Historian Marcel Trudel asked: "Where does the name "Mount Royal" come from? In honour of Cardinal de Medici, Archbishop of Monreale? In honour of Claude de Pontbriand, son of the Seigneur of Montreal? Or simply in honour of the king? No explanation has been given." Claude de Pontbriand (landlord of the Château de Montréal in France) accompanied Jacques Cartier on his expedition up the Saint Lawrence River and was with him on October 3, 1535, when he reached Hochelaga, on the site of the present-day city of Montreal.
Among the hypotheses concerning the origin of Montreal's name, the most acceptable to Toponymy is the one that finds it to be a variant of Mount Royal. Note that in the 16th century réal was a variant of royal, hence the contraction of Mont Royal that gave Mont Réal or Montreal, as we have it today.

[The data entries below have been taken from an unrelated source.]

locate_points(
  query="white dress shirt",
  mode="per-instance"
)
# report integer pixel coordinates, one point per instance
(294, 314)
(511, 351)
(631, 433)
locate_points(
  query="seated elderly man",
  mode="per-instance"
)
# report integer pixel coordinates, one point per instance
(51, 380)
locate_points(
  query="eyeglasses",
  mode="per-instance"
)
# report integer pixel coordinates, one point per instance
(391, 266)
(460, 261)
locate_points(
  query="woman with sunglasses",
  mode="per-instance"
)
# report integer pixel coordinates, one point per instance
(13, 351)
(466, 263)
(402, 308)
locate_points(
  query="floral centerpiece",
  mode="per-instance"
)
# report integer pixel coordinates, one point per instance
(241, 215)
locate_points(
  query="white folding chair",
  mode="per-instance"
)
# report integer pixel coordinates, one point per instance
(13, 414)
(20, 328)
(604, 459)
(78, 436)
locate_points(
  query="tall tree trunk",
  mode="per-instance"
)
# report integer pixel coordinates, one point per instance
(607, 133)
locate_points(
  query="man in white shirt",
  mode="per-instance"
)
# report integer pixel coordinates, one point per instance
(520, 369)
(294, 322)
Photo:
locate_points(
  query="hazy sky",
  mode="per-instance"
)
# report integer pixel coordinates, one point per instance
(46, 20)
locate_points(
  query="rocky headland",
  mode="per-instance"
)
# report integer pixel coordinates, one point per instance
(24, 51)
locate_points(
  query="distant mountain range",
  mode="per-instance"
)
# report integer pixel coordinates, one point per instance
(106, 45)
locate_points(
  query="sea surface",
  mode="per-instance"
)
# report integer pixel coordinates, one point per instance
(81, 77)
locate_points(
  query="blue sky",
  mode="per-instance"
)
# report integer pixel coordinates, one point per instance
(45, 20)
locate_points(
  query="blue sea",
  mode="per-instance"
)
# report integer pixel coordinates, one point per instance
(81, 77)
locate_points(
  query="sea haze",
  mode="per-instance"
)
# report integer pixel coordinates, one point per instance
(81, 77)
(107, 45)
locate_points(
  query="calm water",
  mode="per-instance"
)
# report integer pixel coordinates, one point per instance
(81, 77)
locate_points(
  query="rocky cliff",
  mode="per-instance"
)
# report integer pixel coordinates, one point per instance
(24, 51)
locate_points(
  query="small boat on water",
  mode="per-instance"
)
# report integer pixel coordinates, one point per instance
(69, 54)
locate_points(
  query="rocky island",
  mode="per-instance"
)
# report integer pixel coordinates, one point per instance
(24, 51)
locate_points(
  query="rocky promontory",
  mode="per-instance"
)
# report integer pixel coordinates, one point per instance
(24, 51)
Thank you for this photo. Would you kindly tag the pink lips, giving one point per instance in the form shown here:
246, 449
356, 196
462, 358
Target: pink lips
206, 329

The name Montreal referred first to the mountain, then to the island and finally to the city itself.
The original name for the settlement that would later become Montreal was Ville-Marie. When the missionary society Société Notre-Dame de Montréal sent Paul Chomedey de Maisonneuve to found a city on the island of Montreal in 1642, they named the settlement Ville-Marie in honour of the Virgin, protectress of the venture. Nonetheless, from the very beginning both the settlement of Ville-Marie and the mountain were known as Montreal to many people, including some mapmakers of the period. In the 18th century, for no official reason, the name Montreal supplanted that of Ville-Marie. Up until then, the city was called either Montreal and/or Ville-Marie.